ExchangeDefender USA cloud outage incident report

August 11, 2011

General

ExchangeDefender USA cloud outage incident report

Dear Own Web Now Partners & Clients,

At approximately noon yesterday the data center hosting the hub of our US operations suffered a major power failure that momentarily interrupted all network services. More redundant services resumed operations immediately (ExchangeDefender) while others started recovering through emergency systems around 5 PM EST. We are incredibly sorry for the impact this has made on your operations and promise not just to compensate you through service credits but also enhance service redundancy so that this never happens again.

On behalf of the whole ExchangeDefender team, I am sorry we put you into this situation. Much like you we’ve spent a part of yesterday in the dark with no clear ETA on when the services would be restored or how this failure could have happened in the first place.

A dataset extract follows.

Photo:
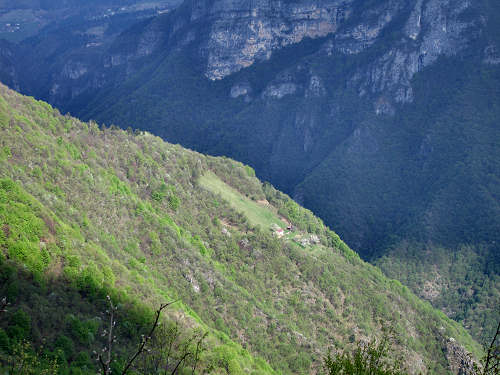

The facility that our main US operations are in boasts N+2 redundancy, over 30 days of generator fuel and is one of the largest and most reliable in the world. As a matter of fact, we consolidated our central operations here due to the issues we had in California and Florida. The facility has had an incredible service record and has allowed us to provide the same level of service to you. Yesterday the facility experienced a failure in Automatic Transfer Switch (ATS) equipment designed to switch the power feed from live utility power to the power generators in the event of power loss. This was the piece of equipment that was designed to keep power available and while it is also redundant with A/B feeds, the data center distribution routers were not connected to both power banks. While our equipment remained powered on, the network connectivity remained down. This was the technical root of the issue.

Thankfully spare ATS was available and the utility, data center and supporting vendors were all available on site within the hour and completed the replacement within 5 hours of the service interruption. We did our best to keep everyone informed of everything we knew every step of the way through our Facebook page (http://www.facebook.com/ExchangeDefender) and our Twitter @xdnoc and @ExchangDefender.

Our operating procedures also call for use of emergency failover systems should the primary systems be down for more than 4 hours. At roughly 3:30 we began restoring services to our web sites, redundant Exchange clusters and continued restoring services well into the night as the data center facility restored full operations.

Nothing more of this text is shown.